Aim. To study of the influence of new synthetized sulfur-containing derivatives of camphene on the thrombocytes aggregating ability and clotting activity of human blood plasma in vitro. Methods. Sulfides and sulphones of camphene were synthesized by thiols electrophilic addition reaction. The structures of the synthetized compounds were clarified by using of 1H and 13C nuclear magnetic resonance, chromato-mass spectrometry and X-ray analysis. Clotting activity of the synthetized compounds was assessed by studying the spontaneous platelet aggregation and plasma coagulating activity of the venous blood of patients with ischemic heart disease. The induced platelets aggregation was studied on plasma obtained from healthy donors.
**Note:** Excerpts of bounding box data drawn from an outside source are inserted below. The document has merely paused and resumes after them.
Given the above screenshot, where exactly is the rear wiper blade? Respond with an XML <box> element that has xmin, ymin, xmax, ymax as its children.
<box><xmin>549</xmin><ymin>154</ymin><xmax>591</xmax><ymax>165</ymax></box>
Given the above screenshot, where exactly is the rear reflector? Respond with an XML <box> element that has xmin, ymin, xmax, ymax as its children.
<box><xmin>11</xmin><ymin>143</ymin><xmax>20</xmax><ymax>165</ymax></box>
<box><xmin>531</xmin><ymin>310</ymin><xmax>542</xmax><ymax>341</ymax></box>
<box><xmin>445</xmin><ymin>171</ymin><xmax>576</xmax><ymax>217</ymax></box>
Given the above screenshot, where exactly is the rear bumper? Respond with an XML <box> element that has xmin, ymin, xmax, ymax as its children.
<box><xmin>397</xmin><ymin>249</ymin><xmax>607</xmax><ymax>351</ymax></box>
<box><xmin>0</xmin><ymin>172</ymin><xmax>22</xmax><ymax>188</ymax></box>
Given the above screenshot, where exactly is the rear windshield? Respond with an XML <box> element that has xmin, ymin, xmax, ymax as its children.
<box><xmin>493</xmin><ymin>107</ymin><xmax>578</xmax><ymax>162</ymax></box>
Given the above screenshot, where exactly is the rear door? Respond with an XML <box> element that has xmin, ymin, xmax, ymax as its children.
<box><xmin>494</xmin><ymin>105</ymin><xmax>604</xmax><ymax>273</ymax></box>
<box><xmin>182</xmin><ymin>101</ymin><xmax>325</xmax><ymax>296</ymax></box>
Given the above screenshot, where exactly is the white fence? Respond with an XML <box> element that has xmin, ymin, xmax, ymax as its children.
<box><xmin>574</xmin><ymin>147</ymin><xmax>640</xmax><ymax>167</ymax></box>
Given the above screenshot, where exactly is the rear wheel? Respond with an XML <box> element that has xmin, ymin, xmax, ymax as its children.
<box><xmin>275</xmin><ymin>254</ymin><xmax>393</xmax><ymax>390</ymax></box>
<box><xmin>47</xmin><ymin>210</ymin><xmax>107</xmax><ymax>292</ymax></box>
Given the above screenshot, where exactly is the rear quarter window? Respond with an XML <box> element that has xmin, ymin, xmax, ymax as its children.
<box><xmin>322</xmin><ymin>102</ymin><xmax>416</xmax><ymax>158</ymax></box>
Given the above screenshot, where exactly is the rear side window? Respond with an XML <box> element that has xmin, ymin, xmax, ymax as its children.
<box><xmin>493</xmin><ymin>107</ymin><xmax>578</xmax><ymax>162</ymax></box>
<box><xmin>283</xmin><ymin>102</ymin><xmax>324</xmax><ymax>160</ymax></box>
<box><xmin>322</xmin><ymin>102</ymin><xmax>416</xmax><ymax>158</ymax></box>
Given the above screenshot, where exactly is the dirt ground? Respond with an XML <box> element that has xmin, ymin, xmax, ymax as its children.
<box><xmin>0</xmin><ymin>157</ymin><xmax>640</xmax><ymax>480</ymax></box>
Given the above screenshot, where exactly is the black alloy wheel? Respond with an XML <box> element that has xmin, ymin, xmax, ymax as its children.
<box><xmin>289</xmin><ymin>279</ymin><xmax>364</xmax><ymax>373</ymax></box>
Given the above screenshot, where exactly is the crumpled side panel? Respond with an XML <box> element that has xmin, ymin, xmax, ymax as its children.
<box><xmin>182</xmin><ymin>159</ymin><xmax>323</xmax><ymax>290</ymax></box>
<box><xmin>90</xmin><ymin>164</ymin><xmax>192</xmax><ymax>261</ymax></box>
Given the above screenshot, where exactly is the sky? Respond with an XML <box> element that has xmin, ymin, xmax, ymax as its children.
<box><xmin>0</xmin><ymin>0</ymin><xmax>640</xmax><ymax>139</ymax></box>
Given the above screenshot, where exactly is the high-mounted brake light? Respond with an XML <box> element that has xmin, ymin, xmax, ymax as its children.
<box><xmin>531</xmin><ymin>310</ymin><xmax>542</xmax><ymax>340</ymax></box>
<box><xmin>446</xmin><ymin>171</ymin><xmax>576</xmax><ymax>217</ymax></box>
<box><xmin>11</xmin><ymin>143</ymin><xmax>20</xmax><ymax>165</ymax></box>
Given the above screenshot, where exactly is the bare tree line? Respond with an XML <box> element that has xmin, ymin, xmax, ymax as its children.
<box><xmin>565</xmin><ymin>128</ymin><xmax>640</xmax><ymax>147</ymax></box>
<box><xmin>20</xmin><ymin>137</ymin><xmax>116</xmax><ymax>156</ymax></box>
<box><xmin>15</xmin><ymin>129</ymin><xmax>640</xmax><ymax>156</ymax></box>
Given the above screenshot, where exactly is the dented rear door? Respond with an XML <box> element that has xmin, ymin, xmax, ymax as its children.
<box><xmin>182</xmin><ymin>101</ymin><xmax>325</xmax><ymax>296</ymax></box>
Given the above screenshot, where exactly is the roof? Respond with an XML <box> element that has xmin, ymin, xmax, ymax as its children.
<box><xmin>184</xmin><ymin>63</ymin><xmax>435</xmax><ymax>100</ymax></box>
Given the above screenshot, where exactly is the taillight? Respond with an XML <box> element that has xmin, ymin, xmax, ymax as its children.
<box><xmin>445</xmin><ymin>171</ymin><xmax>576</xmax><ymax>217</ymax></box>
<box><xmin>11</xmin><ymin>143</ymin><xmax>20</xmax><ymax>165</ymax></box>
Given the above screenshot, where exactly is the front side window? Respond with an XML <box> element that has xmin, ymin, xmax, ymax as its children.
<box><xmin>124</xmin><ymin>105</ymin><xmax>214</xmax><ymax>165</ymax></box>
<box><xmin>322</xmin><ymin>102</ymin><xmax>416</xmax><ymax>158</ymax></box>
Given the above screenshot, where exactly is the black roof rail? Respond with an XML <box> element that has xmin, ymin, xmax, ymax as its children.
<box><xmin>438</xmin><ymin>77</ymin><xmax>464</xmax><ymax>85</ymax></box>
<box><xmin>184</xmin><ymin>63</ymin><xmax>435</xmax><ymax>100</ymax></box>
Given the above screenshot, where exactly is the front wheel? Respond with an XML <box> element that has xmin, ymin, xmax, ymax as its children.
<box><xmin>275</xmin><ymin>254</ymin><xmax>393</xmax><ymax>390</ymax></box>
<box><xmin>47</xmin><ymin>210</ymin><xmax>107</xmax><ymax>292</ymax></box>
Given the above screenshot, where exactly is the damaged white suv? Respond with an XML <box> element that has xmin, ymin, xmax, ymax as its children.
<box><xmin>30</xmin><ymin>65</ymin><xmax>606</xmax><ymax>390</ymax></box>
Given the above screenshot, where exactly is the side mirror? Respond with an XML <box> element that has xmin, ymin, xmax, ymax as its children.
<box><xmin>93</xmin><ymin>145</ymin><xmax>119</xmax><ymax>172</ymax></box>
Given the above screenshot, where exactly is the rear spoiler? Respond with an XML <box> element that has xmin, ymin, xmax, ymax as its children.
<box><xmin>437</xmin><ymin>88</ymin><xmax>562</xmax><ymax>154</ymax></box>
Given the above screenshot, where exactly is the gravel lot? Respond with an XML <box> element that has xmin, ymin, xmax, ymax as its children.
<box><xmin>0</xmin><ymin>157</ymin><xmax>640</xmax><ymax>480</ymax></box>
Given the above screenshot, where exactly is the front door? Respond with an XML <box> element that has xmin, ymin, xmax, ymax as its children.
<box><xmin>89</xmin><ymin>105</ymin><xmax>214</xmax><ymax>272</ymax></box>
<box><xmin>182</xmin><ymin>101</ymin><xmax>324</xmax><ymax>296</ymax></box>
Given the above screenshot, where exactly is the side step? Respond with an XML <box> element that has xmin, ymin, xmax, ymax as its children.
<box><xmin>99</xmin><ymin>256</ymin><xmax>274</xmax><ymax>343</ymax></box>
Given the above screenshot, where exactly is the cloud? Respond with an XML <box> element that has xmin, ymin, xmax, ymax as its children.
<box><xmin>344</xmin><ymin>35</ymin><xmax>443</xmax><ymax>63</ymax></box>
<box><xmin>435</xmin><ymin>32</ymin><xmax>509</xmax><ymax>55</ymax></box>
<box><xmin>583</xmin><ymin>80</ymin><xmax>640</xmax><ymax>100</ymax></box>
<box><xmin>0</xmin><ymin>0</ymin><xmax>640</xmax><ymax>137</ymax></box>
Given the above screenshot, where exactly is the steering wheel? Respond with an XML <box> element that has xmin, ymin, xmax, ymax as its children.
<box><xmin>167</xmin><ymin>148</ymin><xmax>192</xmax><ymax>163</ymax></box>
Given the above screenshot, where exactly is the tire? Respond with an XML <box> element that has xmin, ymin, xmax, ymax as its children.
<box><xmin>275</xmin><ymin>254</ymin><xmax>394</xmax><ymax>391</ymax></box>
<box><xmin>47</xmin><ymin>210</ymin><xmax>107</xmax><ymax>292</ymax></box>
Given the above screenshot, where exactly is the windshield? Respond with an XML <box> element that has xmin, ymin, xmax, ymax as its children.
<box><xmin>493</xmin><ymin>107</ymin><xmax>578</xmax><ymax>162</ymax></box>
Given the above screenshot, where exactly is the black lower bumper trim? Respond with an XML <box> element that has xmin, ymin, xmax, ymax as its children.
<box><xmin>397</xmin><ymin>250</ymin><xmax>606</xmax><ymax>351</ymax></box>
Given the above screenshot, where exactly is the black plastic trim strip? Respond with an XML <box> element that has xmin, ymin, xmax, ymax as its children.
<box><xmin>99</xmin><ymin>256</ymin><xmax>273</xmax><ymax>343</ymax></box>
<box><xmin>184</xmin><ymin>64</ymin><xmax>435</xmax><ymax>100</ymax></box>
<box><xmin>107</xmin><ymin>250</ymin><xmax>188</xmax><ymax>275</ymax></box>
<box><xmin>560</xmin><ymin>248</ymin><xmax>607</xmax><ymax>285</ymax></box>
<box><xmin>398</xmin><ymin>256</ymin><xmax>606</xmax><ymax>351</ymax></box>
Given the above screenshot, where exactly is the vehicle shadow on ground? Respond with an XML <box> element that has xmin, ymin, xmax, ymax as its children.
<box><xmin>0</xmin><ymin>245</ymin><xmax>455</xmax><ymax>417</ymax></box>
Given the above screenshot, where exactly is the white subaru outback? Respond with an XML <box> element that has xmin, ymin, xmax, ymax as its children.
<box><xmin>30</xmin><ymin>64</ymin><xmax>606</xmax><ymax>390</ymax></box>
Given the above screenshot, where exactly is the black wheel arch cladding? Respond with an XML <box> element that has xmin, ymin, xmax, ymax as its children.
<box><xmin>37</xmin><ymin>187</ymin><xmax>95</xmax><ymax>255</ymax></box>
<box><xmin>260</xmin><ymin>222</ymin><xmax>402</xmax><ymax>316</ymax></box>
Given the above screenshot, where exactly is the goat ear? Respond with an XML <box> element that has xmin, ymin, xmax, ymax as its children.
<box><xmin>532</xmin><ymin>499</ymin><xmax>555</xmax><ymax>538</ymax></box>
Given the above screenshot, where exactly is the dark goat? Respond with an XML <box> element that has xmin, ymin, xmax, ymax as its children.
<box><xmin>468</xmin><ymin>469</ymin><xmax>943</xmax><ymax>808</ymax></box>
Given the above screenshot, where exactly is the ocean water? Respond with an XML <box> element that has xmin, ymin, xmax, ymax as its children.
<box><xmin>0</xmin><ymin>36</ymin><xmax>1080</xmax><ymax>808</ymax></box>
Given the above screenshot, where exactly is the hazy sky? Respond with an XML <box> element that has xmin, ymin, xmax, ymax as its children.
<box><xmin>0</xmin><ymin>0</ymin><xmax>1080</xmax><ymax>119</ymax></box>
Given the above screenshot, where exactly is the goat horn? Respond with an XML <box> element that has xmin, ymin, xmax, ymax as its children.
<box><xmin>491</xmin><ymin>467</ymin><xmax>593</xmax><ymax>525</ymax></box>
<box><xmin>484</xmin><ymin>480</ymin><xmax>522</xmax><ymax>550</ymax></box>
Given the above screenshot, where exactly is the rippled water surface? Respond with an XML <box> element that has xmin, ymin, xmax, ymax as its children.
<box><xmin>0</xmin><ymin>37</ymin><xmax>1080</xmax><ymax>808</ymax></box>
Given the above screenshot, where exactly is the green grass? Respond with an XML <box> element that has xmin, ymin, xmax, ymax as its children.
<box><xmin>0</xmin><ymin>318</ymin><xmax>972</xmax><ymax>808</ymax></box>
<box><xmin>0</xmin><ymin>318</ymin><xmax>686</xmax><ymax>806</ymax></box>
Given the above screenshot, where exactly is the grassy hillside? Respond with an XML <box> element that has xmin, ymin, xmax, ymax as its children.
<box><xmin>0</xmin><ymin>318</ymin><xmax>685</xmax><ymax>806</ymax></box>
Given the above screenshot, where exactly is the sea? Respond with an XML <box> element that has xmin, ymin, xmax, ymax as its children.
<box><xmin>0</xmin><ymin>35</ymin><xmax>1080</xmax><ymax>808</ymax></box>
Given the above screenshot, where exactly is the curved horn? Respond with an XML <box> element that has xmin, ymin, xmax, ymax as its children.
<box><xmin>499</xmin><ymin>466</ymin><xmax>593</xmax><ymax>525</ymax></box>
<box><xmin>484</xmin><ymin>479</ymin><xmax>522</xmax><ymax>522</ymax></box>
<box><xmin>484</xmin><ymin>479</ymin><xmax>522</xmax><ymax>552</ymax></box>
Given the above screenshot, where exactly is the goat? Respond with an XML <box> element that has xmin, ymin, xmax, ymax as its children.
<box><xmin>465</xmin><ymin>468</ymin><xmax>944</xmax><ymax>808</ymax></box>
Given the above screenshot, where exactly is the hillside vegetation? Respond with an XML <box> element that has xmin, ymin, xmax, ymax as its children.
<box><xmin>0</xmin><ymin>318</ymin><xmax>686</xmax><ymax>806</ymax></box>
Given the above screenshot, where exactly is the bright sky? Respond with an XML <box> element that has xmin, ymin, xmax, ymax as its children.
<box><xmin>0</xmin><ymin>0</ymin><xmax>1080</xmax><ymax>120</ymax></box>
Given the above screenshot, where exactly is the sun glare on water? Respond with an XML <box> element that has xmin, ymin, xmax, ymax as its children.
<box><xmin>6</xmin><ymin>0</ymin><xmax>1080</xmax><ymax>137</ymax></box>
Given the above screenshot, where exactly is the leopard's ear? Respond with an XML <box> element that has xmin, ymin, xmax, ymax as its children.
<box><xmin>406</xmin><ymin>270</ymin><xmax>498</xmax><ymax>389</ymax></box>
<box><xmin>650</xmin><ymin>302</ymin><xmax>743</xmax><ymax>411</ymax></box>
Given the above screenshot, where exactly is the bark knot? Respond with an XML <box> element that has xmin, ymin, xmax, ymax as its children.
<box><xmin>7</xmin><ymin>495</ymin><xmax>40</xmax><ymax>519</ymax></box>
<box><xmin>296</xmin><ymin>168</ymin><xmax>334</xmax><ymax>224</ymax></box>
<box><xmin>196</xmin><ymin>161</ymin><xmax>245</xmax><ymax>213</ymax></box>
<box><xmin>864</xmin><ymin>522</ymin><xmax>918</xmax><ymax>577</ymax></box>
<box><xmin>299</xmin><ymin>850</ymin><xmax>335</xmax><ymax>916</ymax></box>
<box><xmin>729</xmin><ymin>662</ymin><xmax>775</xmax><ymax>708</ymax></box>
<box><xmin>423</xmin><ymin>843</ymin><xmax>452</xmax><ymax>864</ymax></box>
Results. The synthetized compounds demonstrated anti-aggregating and anti-coagulating activity: they inhibited spontaneous and induced thrombocyte aggregation as well as reduced coagulating ability of human plasma. Both camphene sulphone and mainly camphene sulfide (in contrast with acetylsalicylic acid and clopidogrel) totally inhibited thrombocytes aggregation induced by adrenaline, adenosine diphosphate, collagen and arachidonic acid, and decreased the influence of ristocetin. Anticoagulant activity of the synthetized substances is associated to their potential to inhibit thrombocyte activation and to reduce the catalyst activity of phospholipid surface participating in coagulating complexes and clotting factors formation. Conclusion. Low toxicity of terpenoids together with discovered anticoagulant activity of sulfur-containing derivatives of camphene revealing the promising potential of these drugs for further development of novel medical treatments for treating and prevention of different types of thrombophilia.